The rep may or may not know the store's gear, and may have setup a system that may or may not have worked for the speakers or for your tastes for any number of reasons. 

Then you have the other variables which is the room's  acoustics and the collection of gear that they have to work with. 

The Persona are incredible speakers if you set them up correctly, one of the most important issues is system tuning. The Personas have a very neutral tonal balance, therefore, they tend to need warmer electronics to not sound sterile.

So perhaps the Personas you heard you might have really liked setup totally differently or perhaps not. 

We have found that the Personas  respond very favorably with Isoacoustics Gaia footers, add some of the Furutech NCF boosters to your system and  just by adding those two items your tonal balance will be a bit on the fuller side.

Dave and Troy
Audio Doctor NJ


Dude... Ain't no footers in the universe that could fix what I heard. Unless the amp was malfunctioning to the extreme, it wasn't that either. It was a big SS amp that they also powered their big B&W's with. It was their biggest, best treated room, the same room other speakers I've heard sound great in. My listening spaces tend to he far less than ideal but I've never heard a room make speakers sound that lifeless and uninteresting. I've never heard an amp make speakers sound that bad unless somebody was deliberately trying to horribly mismatch them. And the fact the shop was ready to shove them out the door for half price and there still not gone makes me think they can't be made to sound good. Why would anybody slash half off the price before they moved some gear around? That just doesn't make sense. This place has stacks of Mc everywhere you turn. 
Many of us are in the Most camp.  You can't fix broken, but many chase their tails trying. I'm making a point and not saying that the speakers are broken.  Not by any means. Many folks value what they do.  Many of us have the same issues of coherency and being too bright.  This is why they are successful.  

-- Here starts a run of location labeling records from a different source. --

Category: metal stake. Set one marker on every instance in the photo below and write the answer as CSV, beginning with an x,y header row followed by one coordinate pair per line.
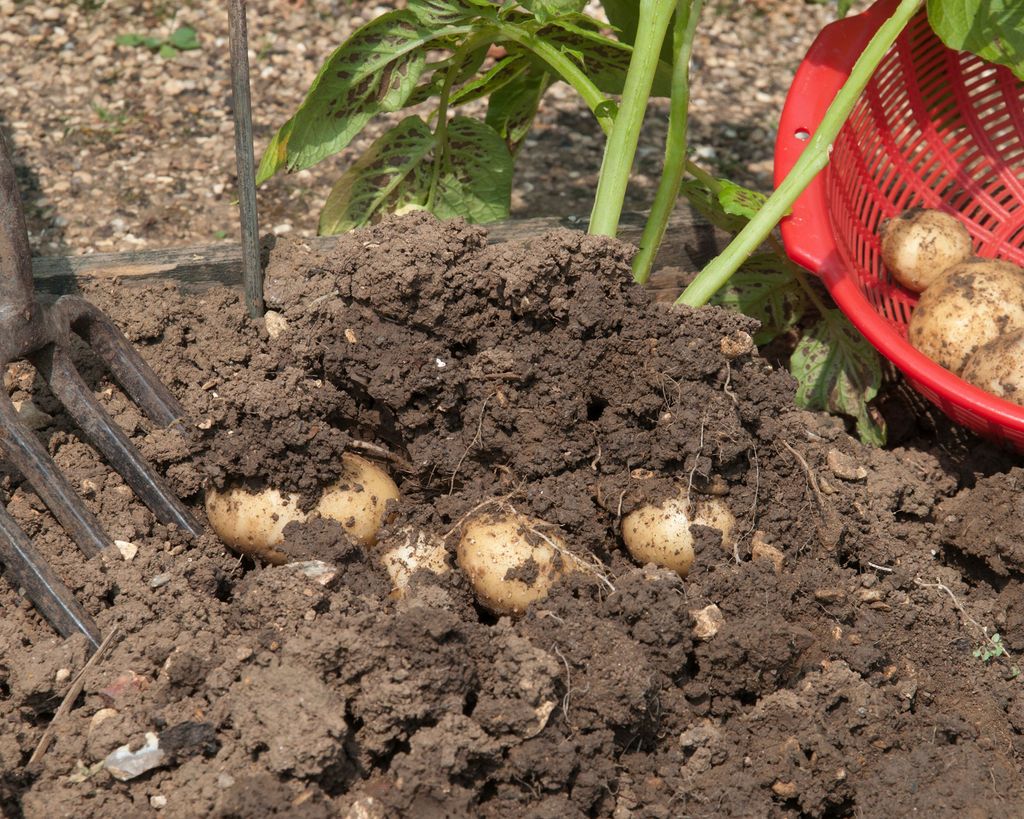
x,y
252,273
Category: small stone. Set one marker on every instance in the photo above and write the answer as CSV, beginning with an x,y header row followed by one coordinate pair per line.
x,y
785,790
125,764
100,716
275,324
707,621
762,550
828,596
32,416
736,344
127,549
844,466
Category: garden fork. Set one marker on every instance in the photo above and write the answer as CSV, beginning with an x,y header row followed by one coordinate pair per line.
x,y
41,334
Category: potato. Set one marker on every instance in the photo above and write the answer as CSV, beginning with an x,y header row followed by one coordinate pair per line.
x,y
511,560
919,245
998,367
662,533
358,499
254,522
968,306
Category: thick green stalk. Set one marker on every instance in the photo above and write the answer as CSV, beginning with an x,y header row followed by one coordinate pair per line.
x,y
567,70
811,162
622,145
687,13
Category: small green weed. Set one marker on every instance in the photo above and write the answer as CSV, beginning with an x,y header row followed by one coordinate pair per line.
x,y
182,39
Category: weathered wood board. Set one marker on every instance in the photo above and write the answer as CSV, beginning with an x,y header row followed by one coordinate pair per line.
x,y
690,242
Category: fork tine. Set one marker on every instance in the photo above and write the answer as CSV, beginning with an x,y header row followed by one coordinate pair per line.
x,y
132,373
58,370
31,459
26,568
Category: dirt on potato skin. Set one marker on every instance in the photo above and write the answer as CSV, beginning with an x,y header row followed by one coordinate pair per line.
x,y
532,377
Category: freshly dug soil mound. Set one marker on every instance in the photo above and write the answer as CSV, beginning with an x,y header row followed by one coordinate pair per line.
x,y
837,677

I've heard the same speaker(9H) in multiple sets ups, with top gear of different companies of both SS and tube and come away with the same issues for my ears.  I'm blessed that I have friends I can go to stores with or I'd never physically be able to, but I do when I feel up to it.  

If you need such specific details to make something listenable, then the basic concept it broken IMHO.  I've heard Rockport Lyra's in a few systems over the last year.  totally different size rooms. One was a poor set up and another had way too many things going on.  The cabling was inexpensive to uber expensive.  One had a great reel set up (oh man....just oh man) and one was vinyl.  One had vinyl, digital and a rebuilt Studer Revox.  That was a holy cow system.   

The bottom line is that the speakers had the exact same basic sound.  The base sound was outstanding in so many ways and the differences went from there.  I agree that most dealers show rooms are not the best sounding.  many reasons for this and some dedicated rooms have too much dampening as they are trying to sell the stuff, lol.  I have a local high end dealer who has a terrible 50hz vibration and it hurts the sound terribly, but his Wilson Alexa mk2's sound like any other Alexa I've heard in other's homes or stores.  

Many folks love the Paradigm's, but honestly, they are one of the most polarizing speakers on the market.  The threads on any board point that out and I even own a pair of older Paradigm's, lol.